11. If required, report the breach to the individual and HHS. If the breach notification rule requires a report, the covered entity and business associate must make the required reports. HHS has indicated that failure to do so will likely constitute “willful neglect”, thereby triggering mandatory penalties if discovered (75 FR 40879).

      Notice to Covered Entity. Business associates must notify the covered entity within 60 days after discovery so that the covered entity may provide the required notices to others (45 CFR 164.410(c)). Covered entities may want to ensure their business associate agreements shorten the time for business associate reports to approximately three days, thereby allowing the covered entity to respond promptly to suspected breaches and minimize liability.

      Notice to Individual. Covered entities must notify the affected individual or their personal representative without unreasonable delay, but in no event longer than 60 days following discovery (45 CFR 164.404(b)). There are alternative notice procedures if the covered entity does not know the identity or contact information for affected persons. The notice must be sent by first class mail and contain the following information:

      A brief description of the breach, including the dates of the breach and its discovery.

      A description of the types of unsecured PHI involved.

      Steps the individual should take to protect themselves from resulting harm.

      A description of the covered entity’s actions to investigate, mitigate, and protect against future violations.

      Procedures the individual may take to contact the covered entity for more information (45 CFR 164.404(c)-(d)).

      Notice to HHS. The timing of notice to HHS depends on the number of persons affected by the breach. If the breach involves less than 500 persons, the covered entity may wait to report the breach to HHS until no later than 60 days after the end of the calendar year (45 CFR 164.408(c)). If the breach involves 500 or more persons, the covered entity must notify HHS at the same time it notifies the individual (Id. at 164.408(b)). Covered entities should submit the report electronically using the form available at http://www.hhs.gov/ocr/privacy/hipaa/administrative/breachnotificationrule/brinstruction.html. The OCR posts the names of entities with breaches involving more than 500 persons on the OCR’s wall of shame at https://ocrportal.hhs.gov/ocr/breach/breach_report.jsf.
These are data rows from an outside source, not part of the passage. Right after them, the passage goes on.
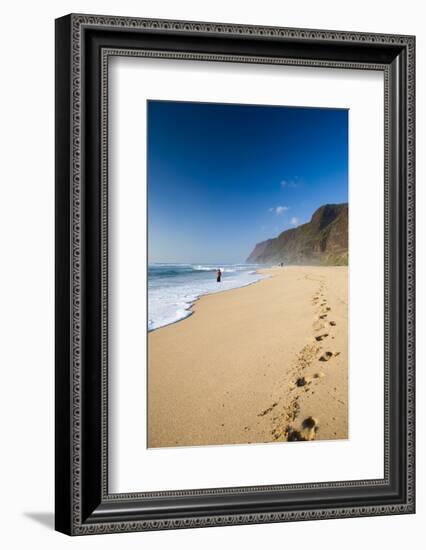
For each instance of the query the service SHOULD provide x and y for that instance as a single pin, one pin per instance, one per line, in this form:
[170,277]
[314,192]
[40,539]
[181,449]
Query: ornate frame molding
[72,516]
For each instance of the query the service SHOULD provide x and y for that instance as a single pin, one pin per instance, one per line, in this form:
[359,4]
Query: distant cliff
[322,241]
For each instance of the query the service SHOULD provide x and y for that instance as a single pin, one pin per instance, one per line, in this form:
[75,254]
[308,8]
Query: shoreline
[192,302]
[252,365]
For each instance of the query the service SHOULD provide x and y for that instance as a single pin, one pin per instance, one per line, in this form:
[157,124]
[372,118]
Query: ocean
[173,288]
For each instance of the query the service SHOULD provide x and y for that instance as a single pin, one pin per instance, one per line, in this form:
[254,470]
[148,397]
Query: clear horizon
[224,177]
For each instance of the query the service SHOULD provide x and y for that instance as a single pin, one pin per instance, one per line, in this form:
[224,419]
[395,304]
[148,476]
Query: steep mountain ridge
[321,241]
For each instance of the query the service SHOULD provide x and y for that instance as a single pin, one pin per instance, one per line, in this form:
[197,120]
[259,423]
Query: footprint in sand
[268,410]
[318,325]
[307,433]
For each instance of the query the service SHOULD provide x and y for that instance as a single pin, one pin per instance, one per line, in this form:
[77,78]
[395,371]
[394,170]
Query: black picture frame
[83,46]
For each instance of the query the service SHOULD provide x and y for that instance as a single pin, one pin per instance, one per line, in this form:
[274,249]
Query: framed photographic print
[234,274]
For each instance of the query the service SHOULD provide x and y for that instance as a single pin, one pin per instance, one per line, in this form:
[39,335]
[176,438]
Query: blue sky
[223,177]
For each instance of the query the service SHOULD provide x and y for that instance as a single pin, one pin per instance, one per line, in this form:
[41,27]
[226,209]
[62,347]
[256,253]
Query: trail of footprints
[283,429]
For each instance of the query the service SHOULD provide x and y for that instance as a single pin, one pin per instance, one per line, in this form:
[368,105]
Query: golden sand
[263,363]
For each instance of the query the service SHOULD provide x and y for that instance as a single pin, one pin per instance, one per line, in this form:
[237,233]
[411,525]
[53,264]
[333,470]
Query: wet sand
[263,363]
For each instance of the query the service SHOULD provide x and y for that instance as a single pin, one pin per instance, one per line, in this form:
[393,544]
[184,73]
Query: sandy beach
[263,363]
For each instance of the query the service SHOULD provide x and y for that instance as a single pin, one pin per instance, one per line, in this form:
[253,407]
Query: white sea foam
[173,288]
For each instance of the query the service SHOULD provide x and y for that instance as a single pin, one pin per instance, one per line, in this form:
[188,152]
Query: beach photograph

      Notice to Media. If the breach involves more than 500 persons in a state, the covered entity must also notify local media within 60 days of discovery (45 CFR 164.406). The notification must contain information similar to that provided to individuals (Id. at 164.408(c)).

      Documentation. A covered entity is required to maintain documentation concerning its breach analysis and/or reporting for six years (45 CFR 164.414 and 164.530(j)).
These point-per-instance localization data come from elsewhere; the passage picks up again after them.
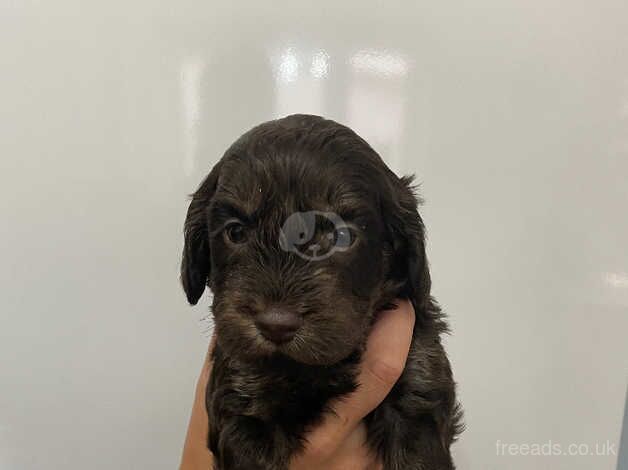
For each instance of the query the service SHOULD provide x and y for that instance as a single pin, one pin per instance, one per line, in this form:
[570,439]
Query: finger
[196,455]
[382,364]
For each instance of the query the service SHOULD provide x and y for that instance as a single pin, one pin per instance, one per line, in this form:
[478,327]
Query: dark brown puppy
[303,234]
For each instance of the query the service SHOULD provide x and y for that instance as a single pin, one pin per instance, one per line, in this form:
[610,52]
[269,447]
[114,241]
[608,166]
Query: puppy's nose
[278,325]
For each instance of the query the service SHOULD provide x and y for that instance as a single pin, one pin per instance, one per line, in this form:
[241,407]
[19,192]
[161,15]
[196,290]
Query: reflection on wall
[191,77]
[375,106]
[299,81]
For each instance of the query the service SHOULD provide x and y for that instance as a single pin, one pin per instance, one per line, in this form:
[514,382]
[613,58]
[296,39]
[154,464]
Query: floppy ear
[196,261]
[408,237]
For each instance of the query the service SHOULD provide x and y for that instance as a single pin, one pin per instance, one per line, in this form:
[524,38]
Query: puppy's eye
[343,236]
[236,233]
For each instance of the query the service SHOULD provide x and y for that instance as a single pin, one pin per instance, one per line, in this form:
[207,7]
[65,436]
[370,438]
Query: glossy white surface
[514,115]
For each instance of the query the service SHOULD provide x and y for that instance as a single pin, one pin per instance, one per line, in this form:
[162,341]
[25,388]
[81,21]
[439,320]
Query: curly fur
[262,398]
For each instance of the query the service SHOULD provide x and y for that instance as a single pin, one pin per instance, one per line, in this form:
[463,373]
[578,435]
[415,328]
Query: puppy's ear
[408,238]
[196,261]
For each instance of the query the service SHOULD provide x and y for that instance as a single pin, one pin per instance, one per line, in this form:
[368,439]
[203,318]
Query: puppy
[303,234]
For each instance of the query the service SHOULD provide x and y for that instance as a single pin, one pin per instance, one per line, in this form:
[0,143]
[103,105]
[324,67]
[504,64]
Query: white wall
[513,114]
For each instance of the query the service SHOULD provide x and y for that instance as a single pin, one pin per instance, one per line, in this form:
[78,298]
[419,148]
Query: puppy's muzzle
[278,325]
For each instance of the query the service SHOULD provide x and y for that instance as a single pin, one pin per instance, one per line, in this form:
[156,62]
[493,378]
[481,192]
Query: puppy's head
[302,233]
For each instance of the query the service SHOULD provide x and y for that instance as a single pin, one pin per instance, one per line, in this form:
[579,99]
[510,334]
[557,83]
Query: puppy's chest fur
[269,406]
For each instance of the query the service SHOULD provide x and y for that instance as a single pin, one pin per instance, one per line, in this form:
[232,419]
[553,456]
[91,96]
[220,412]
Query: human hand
[339,442]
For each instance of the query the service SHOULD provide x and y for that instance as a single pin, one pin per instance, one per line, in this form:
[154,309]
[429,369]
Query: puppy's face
[294,241]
12. Log the breach in the Accounting of Disclosure log. Whether or not the breach is reportable to the individual or HHS, covered entities and business associates are still required to record impermissible disclosures in their Accounting of Disclosure log as required by 45 CFR 164.528. The log must record the date of the disclosure, name and address of the entity who received the PHI, a brief description of the PHI disclosed, and a brief statement of the reason for the disclosure (45 CFR 164.528(b)). If requested, the covered entity must disclose the log to the individual or the individual’s personal representative within 60 days (Id. at 164.528(c)).